Chef de Partie
7 months ago
**Job Requirements**
- Minimum of four years experiences in a similar position and operation.
- Solid knowledge of basic principles of cookery.
- Flexibility, willingness and motivation for further career development.
- Proficient in spoken and written English.
- Basic knowledge in the operation of standard kitchen equipment and appliances.
- Must possess the ability and willingness to work alongside colleagues from different cultural backgrounds.
**Responsibilities**:
- Manage, organize and ensure the smooth running of your particular section.
- To maintain a good working relationship with all colleagues and other departments.
- To report daily to the Junior Sous Chef, Chef de Cuisine and/or Chef de Partie and cooperate with other members of the Kitchen Team.
- To prepare daily mis en place, according to work lists or verbal instructions given by the Junior Sous Chef, Chef de Cuisine and/or Chef de Partie.
- Follow verbal instructions given by the Junior Sous Chef, Chef de Cuisine and/or Chef de Partie at all times.

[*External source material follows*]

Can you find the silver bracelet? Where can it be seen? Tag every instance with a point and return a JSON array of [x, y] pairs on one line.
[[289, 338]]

- Ensures that all acquired items are ready to go, well before service.
- Takes a professional interest in constantly maintaining a high standard of food preparation by checking food for taste, temperature and visual appeal.
- Ensures all dishes are uniform in content, taste, presentation and established portion sizes are adhered to.
- Ensures that goods and food items are stored in the correct manner, which prevents contamination and minimizes food spoilage.
- To maintain an organized, clean and hygienic work area.
- To ensure that fridges, storage and working areas are cleaned and maintained, ensuring that chemicals are used according to manufacturer’s instructions and with minimum wastage.
- Leaves the work area clean and organized; then hands over to incoming shift workers.
- Reports any equipment malfunctioning and problems to the Junior Sous Chef, Chef de Cuisine and/or Chef de Partie.
- Makes every attempt to prevent any damage, breakage, theft or loss of Resort property.
- Assist in reducing the overall food cost within given guidelines as well as other kitchen related expenses by controlling requisitions and maintaining adequate stock levels.
- Makes suggestions to the Chef de Cuisine concerning improvements, which lead to a higher guest satisfaction and overall departmental profit.
- Reports to the Junior Sous Chef, Chef de Cuisine and/or Chef de Partie for correct disciplinary action to be taken against staff, fair and professionally, to maintain a high level of staff moral and discipline.
- Informs and consults the Junior Sous Chef, Chef de Cuisine and/or Chef de Partie of any problems, discrepancies and happenings with the kitchen operation.
- To order items from the stores or production rooms and double check the requisitions, must do a physical check of the kitchen stock.
- All requisitions must be filled out the day before issuing; must be signed by the Chef de Cuisine.
- To report for duty punctually, wearing the correct uniform, nametag and neat grooming applicable.
- Be fully conversant with all health and safety, fire and emergency procedures.
- Maintain a high standard of personal hygiene, dress, uniform and body language.
- Be polite and professional in any situation where the image of the Resort is represented.
- To use and store kitchen equipment according to departmental procedure and manufacturer’s instructions, and in a manner which ensures minimum breakage and loss.
- To attend all scheduled training, even if this falls outside of regular working hours.
- To attend briefings and meetings as requested.